Equation 4(f) describes a function whose time complexity is O(n), linear maximum speedup. This is the special case described by Amdahl's law.

$\begin{matrix} Superlinear Speedup : if T_{a} (d) = d^{2}; and T_{a}^{'} (\frac{d}{2}) = {(\frac{d}{2})}^{2}; then speedup = \frac{T_{a} (d)}{T_{a}^{'} (\frac{d}{2})} = \frac{d^{2}}{{(\frac{d}{2})}^{2}} = 4 & Equation 4 (g) \end{matrix}$

Equation 4(g) describes a function whose time complexity is O(n²). Therefore, it appears that superlinear maximum speedup can arise directly from a function whenever its time complexity is greater than O(n).

Time Complexity Determination:

FIG. 1 depicts a system 100 for generating a time complexity determination output 118. FIG. 2 shows an exemplary time complexity determination search table 114. FIG. 3 shows an exemplary observed time column 116. FIG. 4 shows an exemplary comparison 400 between the observed time column 116 and the time complexity determination search table 114. FIG. 5 depicts an exemplary method 500 for generating time complexity determination output 118. FIG. 6 depicts an exemplary comparison between observed time column 116 and a time complexity determination search table column to generate an additional approximation column 600. FIG. 7 shows an exemplary comparison between the additional comparison column 600 and the time complexity determination search table 114. FIGS. 1-7 are best viewed together in the following description.
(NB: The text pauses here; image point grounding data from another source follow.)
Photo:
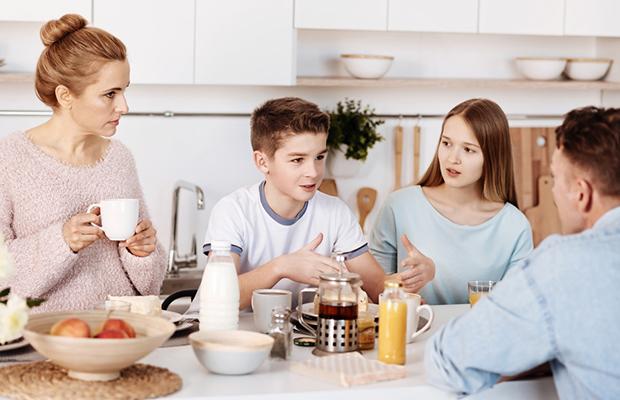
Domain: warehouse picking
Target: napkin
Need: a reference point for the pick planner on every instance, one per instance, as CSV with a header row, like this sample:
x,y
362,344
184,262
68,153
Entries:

System 100 includes a computer 102 having a processor 104 in communication with memory 106, and a display 120.

Display 120 may represent any medium for displaying information to a user. For example, display 120 may represent one or more of a liquid-crystal display (LCD), a cathode ray tube (CRT), plasma, light emitting diode (LED), or a printer that displays printed information to a user.

Memory 106 may represent one or more of random access memory (RAM), read only memory (ROM), electrically erasable programmable read-only memory (EEPROM), FLASH memory, magnetic storage (e.g., a hard disk drive), and optical storage (e.g., CDROM and/or DVD drive. Memory 106 is illustratively shown storing algorithm 108, time complexity determination generator 112, and time complexity determination output 118.
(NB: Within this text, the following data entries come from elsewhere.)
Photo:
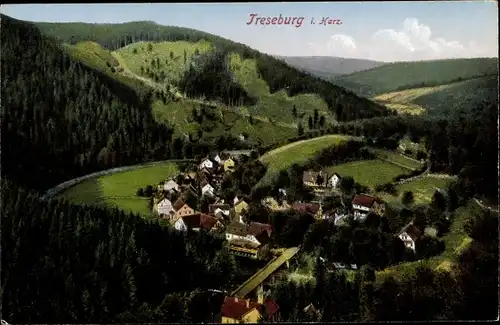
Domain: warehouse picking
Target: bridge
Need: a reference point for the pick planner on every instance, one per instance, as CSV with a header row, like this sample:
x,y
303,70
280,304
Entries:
x,y
260,276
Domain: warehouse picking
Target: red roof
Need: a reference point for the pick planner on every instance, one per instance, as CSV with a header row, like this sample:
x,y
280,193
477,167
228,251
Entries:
x,y
256,228
199,220
311,208
363,200
236,308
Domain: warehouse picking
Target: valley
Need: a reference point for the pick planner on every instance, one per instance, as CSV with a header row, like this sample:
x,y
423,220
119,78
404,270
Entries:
x,y
155,173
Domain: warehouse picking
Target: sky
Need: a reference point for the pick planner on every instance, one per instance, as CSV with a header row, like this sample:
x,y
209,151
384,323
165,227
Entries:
x,y
381,31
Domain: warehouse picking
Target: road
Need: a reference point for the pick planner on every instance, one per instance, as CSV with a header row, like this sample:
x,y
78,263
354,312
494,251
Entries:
x,y
255,280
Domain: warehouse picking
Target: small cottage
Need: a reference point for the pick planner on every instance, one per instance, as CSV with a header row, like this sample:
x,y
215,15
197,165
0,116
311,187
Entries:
x,y
363,203
409,235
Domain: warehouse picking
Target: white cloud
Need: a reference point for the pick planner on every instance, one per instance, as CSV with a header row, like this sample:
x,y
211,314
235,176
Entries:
x,y
413,41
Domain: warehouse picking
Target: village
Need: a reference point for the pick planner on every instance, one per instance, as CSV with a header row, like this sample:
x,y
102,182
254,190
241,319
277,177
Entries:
x,y
250,239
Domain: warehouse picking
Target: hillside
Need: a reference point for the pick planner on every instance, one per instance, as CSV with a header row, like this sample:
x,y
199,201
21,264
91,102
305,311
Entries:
x,y
452,98
340,103
406,75
328,67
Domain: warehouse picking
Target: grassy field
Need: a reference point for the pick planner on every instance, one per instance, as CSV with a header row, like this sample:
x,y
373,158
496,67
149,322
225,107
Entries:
x,y
461,96
456,240
278,105
423,188
443,99
101,59
369,172
404,75
119,190
170,54
297,152
398,159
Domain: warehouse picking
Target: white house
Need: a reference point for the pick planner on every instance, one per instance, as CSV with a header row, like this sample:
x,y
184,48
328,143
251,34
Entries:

Algorithm 108 is an algorithm for processing a dataset. Algorithm 108 is capable of being parallel processed, i.e., the dataset 110 may be divided into multiple sections, each of which may be processed by one of a plurality of processing elements, thereby reducing the dataset size per processing element. For example, algorithm 108, when executed by processor 104, processes dataset 110 having a dataset size “n”. Dataset 110 of size n may represent the dataset size of a serial code of the algorithm 108 (i.e. the dataset size before dividing).

Time complexity determination generator 112 (TCDG) includes time complexity search table 114 and observed time table 116. For example, TCDG 112 is stored in memory 106 as computer readable instructions that when executed by processor 104 generates time complexity determination output 118 (TCDO) using a single processor 104. TCDG 112 may be a separate application running on computer 102, or may be, for example, a plug-in running in conjunction with a program installed on computer 102. In certain embodiments, TCDG 112 may be located on a separate computer, wherein the algorithm 108 and dataset 110 information is transferred over a network to the separate computer for analyzing.
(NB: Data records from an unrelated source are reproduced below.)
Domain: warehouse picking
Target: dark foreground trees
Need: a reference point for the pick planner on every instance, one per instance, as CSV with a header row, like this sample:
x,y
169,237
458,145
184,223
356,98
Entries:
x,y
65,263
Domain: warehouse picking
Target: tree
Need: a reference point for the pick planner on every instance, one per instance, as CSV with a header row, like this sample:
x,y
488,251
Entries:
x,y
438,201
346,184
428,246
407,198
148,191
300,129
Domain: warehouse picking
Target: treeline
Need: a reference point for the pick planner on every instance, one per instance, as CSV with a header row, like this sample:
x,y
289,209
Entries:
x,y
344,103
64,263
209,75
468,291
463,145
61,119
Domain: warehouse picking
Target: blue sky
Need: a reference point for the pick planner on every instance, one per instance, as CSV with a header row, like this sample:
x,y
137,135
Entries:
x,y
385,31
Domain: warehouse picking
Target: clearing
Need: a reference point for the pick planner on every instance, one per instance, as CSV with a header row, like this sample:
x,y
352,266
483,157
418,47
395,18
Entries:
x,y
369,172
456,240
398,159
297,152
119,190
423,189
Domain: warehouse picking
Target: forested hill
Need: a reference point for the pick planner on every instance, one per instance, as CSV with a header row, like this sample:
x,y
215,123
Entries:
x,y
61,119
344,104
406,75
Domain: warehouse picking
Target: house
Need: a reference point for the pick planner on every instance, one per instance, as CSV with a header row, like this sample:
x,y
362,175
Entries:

TCDG 112 utilizes the concept of determining the observed time it takes for algorithm 108 to process the dataset for a plurality of dataset sizes, and then comparing the observed time to a generated time complexity search table to approximate the algorithmic time complexity of the algorithm.

Since, in the absence of serialism, the time complexity of a function defines its maximum speed up, finding T(d) is of primary importance. T(d) may be found by searching a table containing target time complexity functions and their time values for different dataset sizes.

In one embodiment, TCDG 112 generates a time complexity search table 114, for example, as shown in FIG. 2. In another embodiment, time complexity search table 114 is predetermined and stored within memory 106. Time complexity search table 114 includes a plurality of columns 202 and a plurality of rows 204. The quantity of columns 202 and rows 204 may vary as needed. Rows 204 represent each value of “x”, wherein the dataset size of an algorithm is multiplied by “x”. Column headers 206 show examples of the possible terms (i.e. d⁰, d¹. . . d^y) used to define a polynomial which defines the time complexity equation. The values found in the body of each column 202 are computed, using the dataset size “d”, and the multiplication of that dataset by “x” according to function t(d). Each dataset size can be considered a data point on the curve formed by the proposed time complexity function. To obtain a good function fit, the number of data points searched may be one plus the number of inflection points generated by the proposed time complexity function. Although the dataset can be of any size, the example used herein uses a dataset size “d” of 1. To obtain different datapoints and thus form the table rows, the value of “d” is multiplied by some value of “x” for the row, showing the effects of dataset size variation. The timing, versus its time complexity, is given by t(d). It should be appreciated by one in skilled in the art that column headers 206 may be any monotonically defined function, not just a power function as illustrated.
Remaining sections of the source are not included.